Il piccolo Silvio ucciso dai bombardamenti a San Marino

L a storia di questo ragazzino è veramente emblematica, tragica com’è stata a causa del periodo in cui è accaduta, a ridosso dell’invasione dei Tedeschi, prima alleati degli Italiani, poi nemici feroci. Nell’estate 1944 le milizie tedesche, le famigerate S.S., operavano gli ultimi rastrellamenti tra gli abitanti dei nostri paesi nei dintorni di Rimini.

I nostri uomini, reduci dallo scioglimento dell’esercito italiano, avuto sentore delle operazioni che intendevano eseguire nella zona i Tedeschi, si nascosero, alcuni in mezzo ai campi di grano maturo, altri dentro le case delle cui stanze avevano murato le finestre. Era circa la fine di giugno. Noi stavamo oziosi ed inquieti, pensando a ciò che poteva succedere intorno a noi da un momento all’altro, quando sentimmo il rombo di aerei che, sorvolando le nostre zone, si diressero verso la Repubblica di San Marino, le cui torri si stagliavano nitide, sebbene a diversi chilometri di distanza in linea d’aria.

Osservammo stupiti queste manovre inusuali quando gli aerei sganciarono su quel territorio bombe a non finire. Rimanemmo senza fiato pur non sapendo quello che avevano provocato. Silvio, il ragazzino coinvolto in questa vicenda, era partito dal paese di Taverna di Montecolombo con un gruppo di pensionati che andavano a San Marino a ritirare la pensione poiché gli uffici a Rimini si erano trasferiti a San Marino a causa dei bombardamenti che erano avvenuti.

Gli uffici erano stati collocati nelle gallerie del Monte Titano. Il ragazzino si era accodato ai pensionati per recarsi a comprare, per conto del padre artigiano, delle vernici per il suo lavoro. Aveva solo undici anni, ma in lui c’era il coraggio e la spensieratezza tipica della sua età, oltre al desiderio di vedere cose nuove, tanto più che si trovava in buona compagnia.

Il percorso dal paese era abbastanza lungo per arrivare nel territorio della Repubblica, ma nulla avrebbe fermato il ragazzino pieno di entusiasmo: era partito saltellando come se andasse ad una festa. Invece, arrivati all’imbocco delle gallerie, aspettava loro una brutta sorpresa: quella squadra di aerei che avevamo visto sorvolare sopra le nostre teste, volando a bassa quota, scaricò, proprio davanti alle gallerie, ai piedi del Titano, bombe a raffica, seminando distruzione e morte. Il gruppo, spaventato come tante altre persone, si disperse scappando in direzioni diverse. Silvio sfuggì dalla vista degli anziani tantoché alla fine del bombardamento non fu ritrovato.

“Era biondo, di gentile aspetto, allegro, come si può essere solo a quella età”.

Le scene che seguirono questi fatti furono di grande dolore e affanno di questi poveri pensionati che, non riuscendo a trovare il giovanissimo compagno, tornarono al paese con l’angoscia nel cuore.

Silvio aveva frequentato le elementari con profitto, tantoché i quaderni che la sorella maggiore aveva raccolto dopo la sua morte, testimoniano una buona preparazione linguistica. Era intraprendente, generoso, vivace, come tanti ragazzini della sua età, pronto allo scherzo facile che manifestava dietro ad una specie di balbuzie per nascondere le sue innocenti marachelle. Non si può immaginare quale sia stato lo strazio dei genitori quando tornarono i pensionati, da soli, senza il ragazzino. Il giorno dopo il fatto gli zii materni andarono a San Marino e trovarono il cadavere in una camera mortuaria: c’era solo lui, con accanto quello che era rimasto dei suoi abiti, squarciati dalle schegge delle bombe.

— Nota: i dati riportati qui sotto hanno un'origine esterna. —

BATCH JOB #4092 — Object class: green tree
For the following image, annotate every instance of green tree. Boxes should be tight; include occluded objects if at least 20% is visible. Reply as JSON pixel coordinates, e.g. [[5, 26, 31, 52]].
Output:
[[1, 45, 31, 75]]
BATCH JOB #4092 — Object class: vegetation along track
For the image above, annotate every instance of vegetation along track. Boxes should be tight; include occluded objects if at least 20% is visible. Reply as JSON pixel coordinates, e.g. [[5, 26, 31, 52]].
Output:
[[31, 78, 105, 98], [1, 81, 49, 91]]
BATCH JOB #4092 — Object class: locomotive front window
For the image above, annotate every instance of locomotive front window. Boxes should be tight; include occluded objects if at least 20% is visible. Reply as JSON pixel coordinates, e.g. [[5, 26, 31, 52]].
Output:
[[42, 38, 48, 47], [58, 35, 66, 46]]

Infilarono il corpicino in un sacco e tornarono al paese con quel che restava del fanciullo pieno di allegria che si stava affacciando alle stagioni della vita con la spensieratezza tipica della sua età. Era stato reciso come un fiore, colpito dalla furia omicida degli uomini che intendono mettere fine alle controversie mondiali seminando morte e distruzione. Questo fu uno dei tanti episodi della Seconda Guerra Mondiale, che, come tutti sappiamo, non solo dai libri di storia, ma, perché molti come noi, ne fummo protagonisti e testimoni impotenti.

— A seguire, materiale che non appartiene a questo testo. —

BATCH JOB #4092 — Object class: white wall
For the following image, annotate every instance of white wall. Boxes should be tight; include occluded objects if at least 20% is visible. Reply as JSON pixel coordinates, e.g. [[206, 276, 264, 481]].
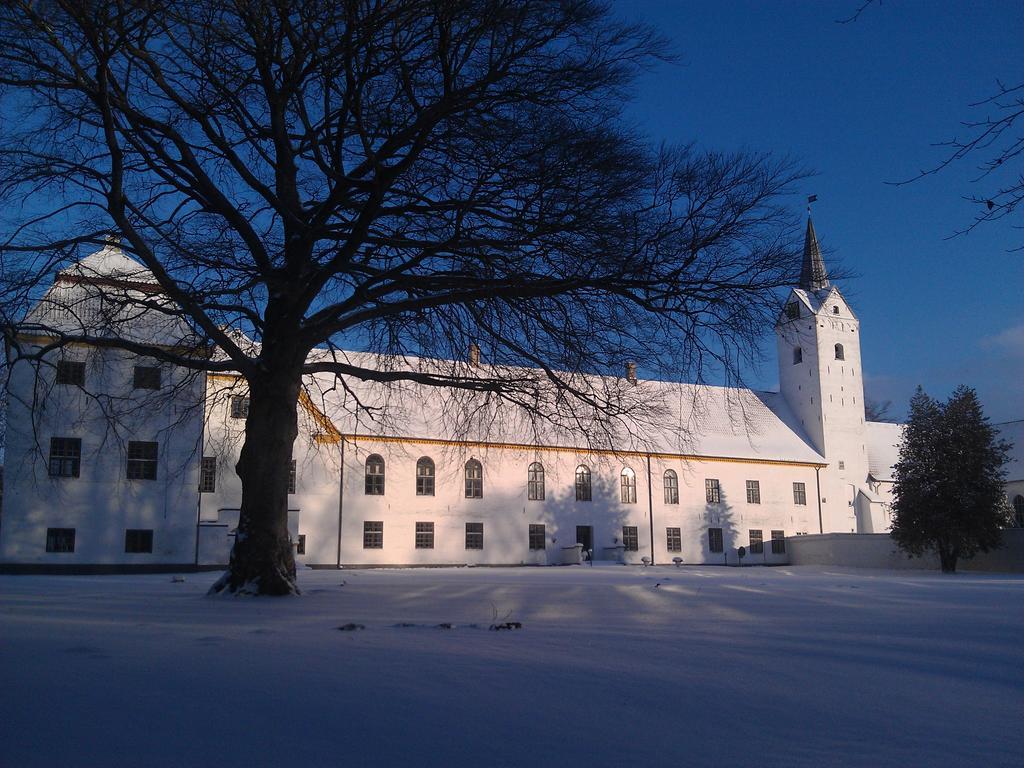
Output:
[[0, 347, 204, 565], [776, 288, 868, 532], [331, 438, 817, 565]]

La Repubblica di San Marino, considerata dal Medioevo territorio libero per una speciale convenzione e tradizione, fu teatro di questo episodio. Ne testimonia la lapide marmorea posta proprio nelle gallerie ai piedi del Titano, dove sono riportati i nomi dei civili morti nei bombardamenti del 28 giugno del 1944; tra questi figura anche il nome di Silvio Guidi. Biondo era Silvio, allegro come un uccello, pronto a spiccare il volo… noi non possiamo ricordarlo che così.